On 8 March 2022 at 9:01 am DannyT said:
@Murray - I haven't seen anything in the proposals that would change the threshold for applying non-disclosure in practice. In fact, this threshold already applies for life claims today.

The table on page 14 of the consultation document is helpful - it shows that insurers can still avoid policies for "qualifying misrepresentations" where the insurer would not have offered terms (second row).

It's possible that the change in the law might lead to some more legal challenges on non-life claims where customers don't accept these retrospective terms - but I would be surprised if this were significant.

If I'm missing something or you have an example, please let me know.
On 9 March 2022 at 5:16 pm r murray said:
Thank you Danny and good points but I think we are talking at cross purposes. Thanks also for the link and you make good points.

The table on page 14 is good and I agree the remedies is as you outline.

The point I am making is the change before a remedy kicks in and I refer you to page 12. Which outlines the following:

Currently, before a contract of insurance is entered into or renewed, a policyholder has to disclose to the insurer all material information that would influence the judgment of the insurer, regardless of whether the insurer explicitly asked for the information or not. Material information can include any information that would influence how the insurer sets the premium or decides whether to insure the risk. Clause 14 of the Bill replaces this duty and instead requires policyholders under consumer insurance contracts to “take reasonable care not to make a misrepresentation to the insurer” having regard to all the relevant circumstances. This effectively means a consumer must answer any questions asked by the insurer (or its specified intermediaries) truthfully and accurately.
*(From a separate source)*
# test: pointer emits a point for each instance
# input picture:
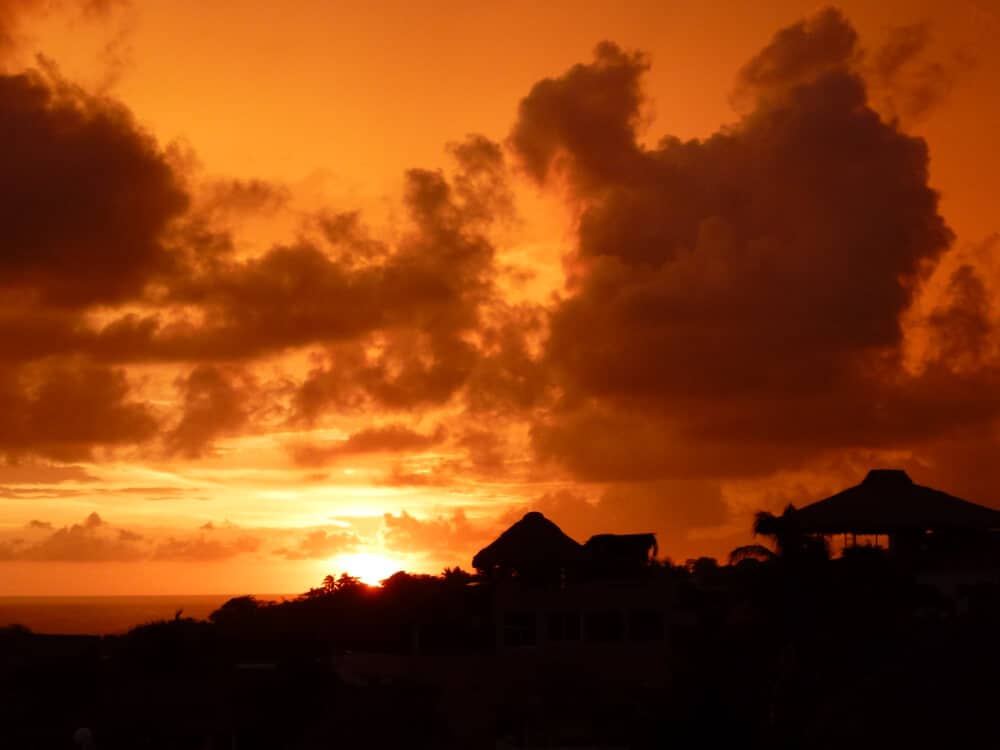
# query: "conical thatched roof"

So I think we are at cross purposes. You rightly point out the issue around remedies but I am referring to the change to disclosure duties which is separate and may lead more claims

Here is an example to make my point. A customer may have had a traumatic event in the past well before applying for insurance. If they have an Disability Income policy and do not disclose when it is taken out because there is no specific question then under the current regime the insurer could argue this is something that could have influenced the underwriting. As such the insurer could currently say here is non-disclosure and apply remedies.

Under the new regime the customer must answer any questions asked by the insurer (or its specified intermediaries) truthfully and accurately. If nothing is asked about this past traumatic event then potentially the new regime means there is no failure of customer duty.
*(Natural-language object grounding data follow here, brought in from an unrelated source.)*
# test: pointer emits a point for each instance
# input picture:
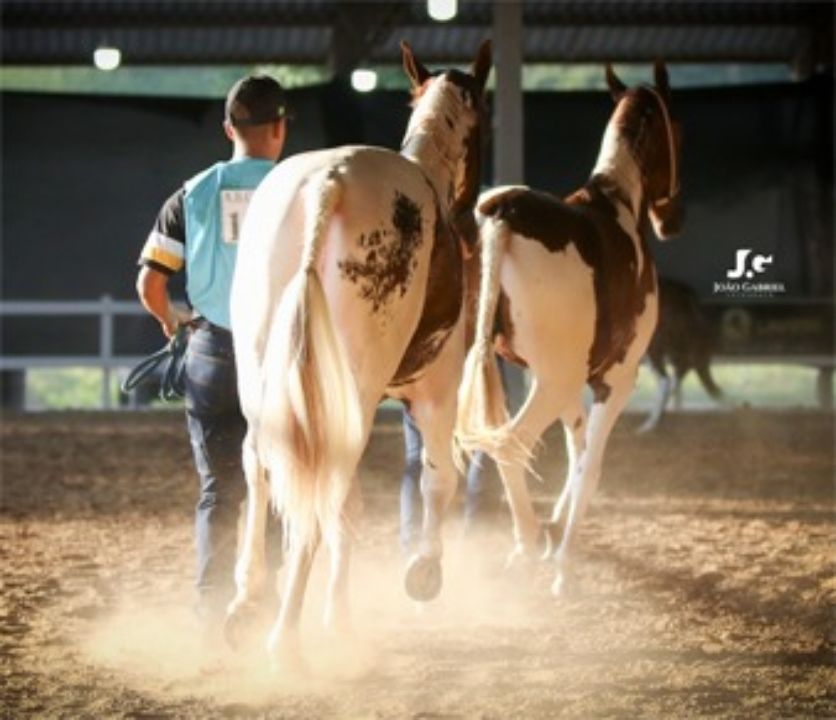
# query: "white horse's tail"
(482, 421)
(311, 419)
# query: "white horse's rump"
(569, 289)
(347, 288)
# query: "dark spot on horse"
(406, 217)
(600, 391)
(588, 221)
(442, 304)
(390, 258)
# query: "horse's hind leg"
(283, 641)
(432, 403)
(337, 616)
(250, 567)
(541, 409)
(582, 485)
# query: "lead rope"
(172, 382)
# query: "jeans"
(477, 497)
(216, 430)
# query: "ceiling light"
(107, 58)
(442, 10)
(364, 80)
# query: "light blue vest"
(214, 206)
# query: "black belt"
(201, 323)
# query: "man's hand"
(175, 316)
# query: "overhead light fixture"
(442, 10)
(107, 58)
(364, 80)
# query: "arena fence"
(106, 308)
(110, 362)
So we could have cases where the new regime means there is no breach of consumer duty but in the old regime there was. The remedy rules do not matter in such cases as there, in the new rules, is no breach of consumer duty.
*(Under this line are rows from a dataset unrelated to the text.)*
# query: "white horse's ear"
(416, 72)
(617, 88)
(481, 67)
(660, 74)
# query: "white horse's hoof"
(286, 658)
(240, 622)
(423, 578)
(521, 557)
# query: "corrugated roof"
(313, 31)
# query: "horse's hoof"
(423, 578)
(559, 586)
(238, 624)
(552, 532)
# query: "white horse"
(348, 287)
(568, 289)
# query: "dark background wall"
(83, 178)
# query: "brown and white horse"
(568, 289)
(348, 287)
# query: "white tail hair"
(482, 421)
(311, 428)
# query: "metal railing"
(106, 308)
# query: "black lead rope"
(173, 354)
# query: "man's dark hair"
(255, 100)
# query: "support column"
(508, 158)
Such cases mean there are more claims.

In general I support such a change and it is more customer focused but it could lead to increased claims.
On 10 March 2022 at 7:04 am NatalieS said:
Like the drafting of the CCCFA, the drafting of the Insurance Contracts Bill, despite significant effort from insurers to provide thoughtful feedback, is still not quite right.

As with the CCCFA we will see unintended consequences both for insurers and for insured customers. Unintended consequences confuse and frustrate customers, and add stress and sometimes unnecessary costs, which are extremely difficult to bear for some customers (if not impossible).

Ultimately the drafters need to be closer to the submitters on draft legislation. A round table meeting would do the trick, perhaps a teams of zoom meeting in the current covid world.
On 10 March 2022 at 9:40 am DannyT said:
Thanks for that example, R Murray. Apologies for the confusion there.

I agree that the approach is more customer centric. I'd be surprised if insurers were relying on these "other disclosure" questions at the moment but I do agree that there is the potential for increased claims risk if the underwriting questions aren't robust.